Ventnor – Isle of Wight, 15th to 17th July

Irene needed a new kitchen and bathroom painting, not all of both, and both small, so only about 8 hours work.  In return we had her home for three days and our train fares paid.

The bay from Irene's veranda

Her house overlooks the bay and western esplanade at Ventnor, from a delightful glazed veranda. 

Female in front and larger male behind

As the sun warmed up the front garden out came two Wall Lizards, a Ventnor speciality, but a little surfing told me they are also found in Poole, Bournemouth and Felixstowe.  Now I know little of the mating of  Wall Lizards, but I think that is what is going on here.

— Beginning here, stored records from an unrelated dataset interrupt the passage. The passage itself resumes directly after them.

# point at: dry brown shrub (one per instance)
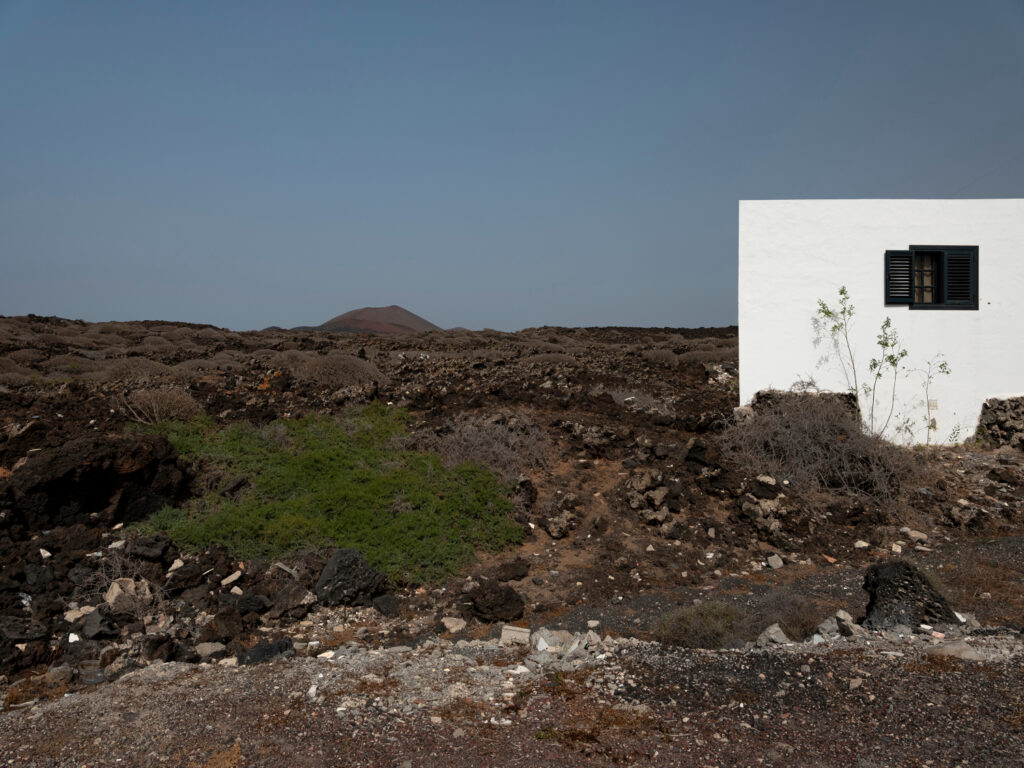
(69, 364)
(817, 443)
(132, 371)
(551, 358)
(717, 624)
(156, 343)
(702, 355)
(290, 359)
(506, 443)
(14, 379)
(7, 366)
(662, 357)
(210, 334)
(155, 406)
(229, 361)
(27, 356)
(334, 371)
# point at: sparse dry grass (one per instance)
(506, 443)
(156, 406)
(818, 444)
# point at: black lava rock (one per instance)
(496, 602)
(900, 594)
(349, 580)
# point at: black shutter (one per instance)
(961, 270)
(899, 276)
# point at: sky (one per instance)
(482, 164)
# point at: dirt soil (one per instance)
(630, 512)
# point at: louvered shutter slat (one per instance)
(899, 276)
(961, 278)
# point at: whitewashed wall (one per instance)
(793, 253)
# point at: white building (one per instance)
(949, 273)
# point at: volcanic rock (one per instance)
(900, 594)
(495, 602)
(349, 580)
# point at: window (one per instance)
(933, 276)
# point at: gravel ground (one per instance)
(869, 704)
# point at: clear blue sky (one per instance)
(481, 164)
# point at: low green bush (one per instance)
(321, 481)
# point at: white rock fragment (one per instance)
(514, 635)
(454, 624)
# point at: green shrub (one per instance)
(318, 482)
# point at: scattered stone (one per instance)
(558, 526)
(957, 649)
(454, 624)
(209, 650)
(264, 650)
(772, 635)
(514, 635)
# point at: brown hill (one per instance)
(379, 320)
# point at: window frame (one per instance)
(943, 278)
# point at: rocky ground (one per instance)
(120, 649)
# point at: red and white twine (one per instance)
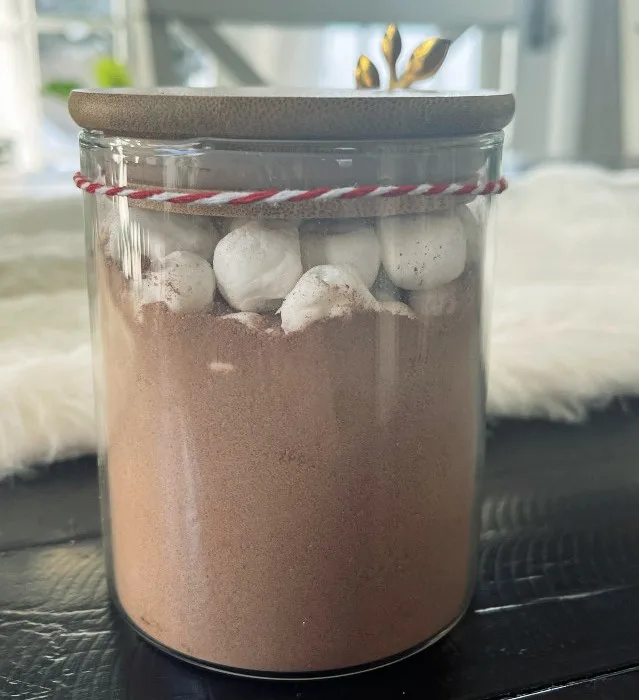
(215, 197)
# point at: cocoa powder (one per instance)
(290, 503)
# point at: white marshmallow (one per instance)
(422, 251)
(383, 289)
(256, 267)
(182, 280)
(325, 291)
(157, 234)
(341, 243)
(441, 301)
(397, 308)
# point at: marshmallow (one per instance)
(441, 301)
(325, 291)
(422, 251)
(182, 280)
(341, 243)
(156, 234)
(383, 289)
(256, 267)
(397, 308)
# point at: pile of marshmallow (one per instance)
(304, 271)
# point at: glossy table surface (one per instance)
(555, 614)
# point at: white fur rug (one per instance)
(565, 319)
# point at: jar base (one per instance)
(294, 676)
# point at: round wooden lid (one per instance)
(274, 113)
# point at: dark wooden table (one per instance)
(555, 614)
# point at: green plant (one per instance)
(110, 73)
(107, 73)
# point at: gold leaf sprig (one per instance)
(424, 62)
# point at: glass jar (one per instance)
(290, 389)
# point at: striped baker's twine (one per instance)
(320, 194)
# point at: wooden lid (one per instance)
(273, 113)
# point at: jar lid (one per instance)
(275, 113)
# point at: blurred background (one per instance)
(571, 63)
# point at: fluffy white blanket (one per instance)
(565, 319)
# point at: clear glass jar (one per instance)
(290, 397)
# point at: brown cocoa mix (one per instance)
(290, 503)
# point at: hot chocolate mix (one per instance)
(297, 502)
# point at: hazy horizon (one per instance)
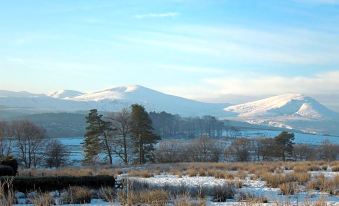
(204, 50)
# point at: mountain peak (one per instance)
(286, 105)
(63, 94)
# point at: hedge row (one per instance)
(43, 184)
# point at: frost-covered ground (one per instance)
(257, 188)
(74, 143)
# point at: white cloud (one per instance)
(258, 85)
(191, 69)
(157, 15)
(319, 1)
(236, 44)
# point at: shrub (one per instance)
(223, 192)
(77, 195)
(289, 188)
(140, 173)
(251, 198)
(148, 197)
(6, 170)
(186, 200)
(107, 193)
(43, 184)
(7, 195)
(43, 200)
(301, 177)
(10, 161)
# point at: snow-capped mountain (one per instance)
(65, 94)
(108, 100)
(119, 97)
(292, 111)
(292, 105)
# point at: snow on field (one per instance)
(173, 180)
(255, 187)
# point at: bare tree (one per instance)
(5, 140)
(170, 151)
(56, 154)
(240, 149)
(120, 137)
(328, 151)
(29, 141)
(303, 152)
(204, 149)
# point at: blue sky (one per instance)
(197, 49)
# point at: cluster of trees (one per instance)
(28, 142)
(171, 126)
(127, 134)
(281, 147)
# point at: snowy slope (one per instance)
(286, 105)
(108, 100)
(124, 96)
(65, 94)
(292, 111)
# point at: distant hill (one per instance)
(291, 111)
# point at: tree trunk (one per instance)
(125, 150)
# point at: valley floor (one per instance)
(266, 183)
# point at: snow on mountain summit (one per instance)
(291, 105)
(62, 94)
(115, 93)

We arrived on the Thursday and went with Irene and Baxter (her young boy) to the nearby Spyglass pub for excellent fish pie and a pint or two of Island brewery Yates’ Holy Joe, a fine pale and hoppy one.  Friday the sun shone and we wlaked west to the botanic gardens and had a crab pastie from a cafe at Steephill Cove.  In the afternoon I felt compelled to visit my favourite pub there, the Volunteer, where a Brains Tour de France celebratory beer was had – Le Peleton.  Would you believe it was pale and hoppy?  Unlike the Wytchwood Cherry Picker and Ringwood Father Time sampled with dinner on Sunday eve at the Spyglass again.

Walking in the sporadic rain on Sunday we encountered what I mistakenly called Accropodes, but where in fact Tetrapods defending the shoreline to the east of Ventnor, near Bonchurch. Accro is French for hook or hooked, and accropodes are more sophisticated reinforced concrete shapes which lock together pretty well – certainly better than the earlier development called tetrapods, because they have 4 feet.  Both were developed by a French marine research institute, but thats probably more than you wanted already.

And all at once I spied a crowd, a host of waving tetrapods (not accropodes, nor yet daffodils)

We went on to a tiny church, where the poet Swinburne was christened – he was born there, unlike Charles Dickens, who spent time writing a couple of chapters of something, when he wasn’t playing rounders on the beach, Tennyson who popped round for tea, and a whole host of 19th century watercolourists, who thought a lot of the place.  It wasn’t just the arty English crowd though – Ivan Turgenev started a new book in Ventnor in the 1860s and Karl Marx spent 2 winters in Ventnor in the 1880s.  TWO WINTERS – what was wrong with that man?

On the way back to Ventnor we went exploring, trying to reach the highest place in town.  Turned out to be South Street, home to the Ventnor Fire Service,

Ventnor Fire Station with Bonchurch Down out to the east

and a cast iron sanitary cover made my Thomas Crapper and Co.